The user must specify the following inputs:
input | description |
---|---|
vcf_file | Google bucket path to a VCF file |
data_type | The data type of the VCF file (e.g. dna_short_read) |
id_in_table | The id associated with the vcf_file |
workspace_name | A string with the workpsace name. e.g, if the workspace URL is https://anvil.terra.bio/#workspaces/fc-product-demo/Terra-Workflows-Quickstart, the workspace name is "Terra-Workflows-Quickstart" |
workspace_namespace | A string with the workpsace name. e.g, if the workspace URL is https://anvil.terra.bio/#workspaces/fc-product-demo/Terra-Workflows-Quickstart, the workspace namespace is "fc-product-demo" |
The workflow returns the following outputs:
output | description |
---|---|
vcf_sample_check | "PASS" or "FAIL" indicating whether the VCF sample ids match the sample_set in the workspace data tables |
This workflow checks that the SM tag in the header of a BAM or CRAM file matches the experiment sample ids in the data model (aligned_dna_short_read_set_id -> aligned_dna_short_read_id -> experiment_dna_short_read_id -> experiment_sample_id).

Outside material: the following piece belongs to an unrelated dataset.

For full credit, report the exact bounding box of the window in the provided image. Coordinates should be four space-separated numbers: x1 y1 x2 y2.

The user must specify the following inputs:
input | description |
---|---|
bam_file | Google bucket path to a BAM or CRAM file |
data_type | The data type of the BAM files (e.g. dna_short_read) |
id_in_table | The id associated with the bam_file |
workspace_name | A string with the workpsace name. e.g, if the workspace URL is https://anvil.terra.bio/#workspaces/fc-product-demo/Terra-Workflows-Quickstart, the workspace name is "Terra-Workflows-Quickstart" |
workspace_namespace | A string with the workpsace name. e.g, if the workspace URL is https://anvil.terra.bio/#workspaces/fc-product-demo/Terra-Workflows-Quickstart, the workspace namespace is "fc-product-demo" |
The workflow returns the following outputs:
output | description |
---|---|
bam_sample_check | "PASS" or "FAIL" indicating whether the BAM sample id matches the experiment_sample_id in the workspace data tables |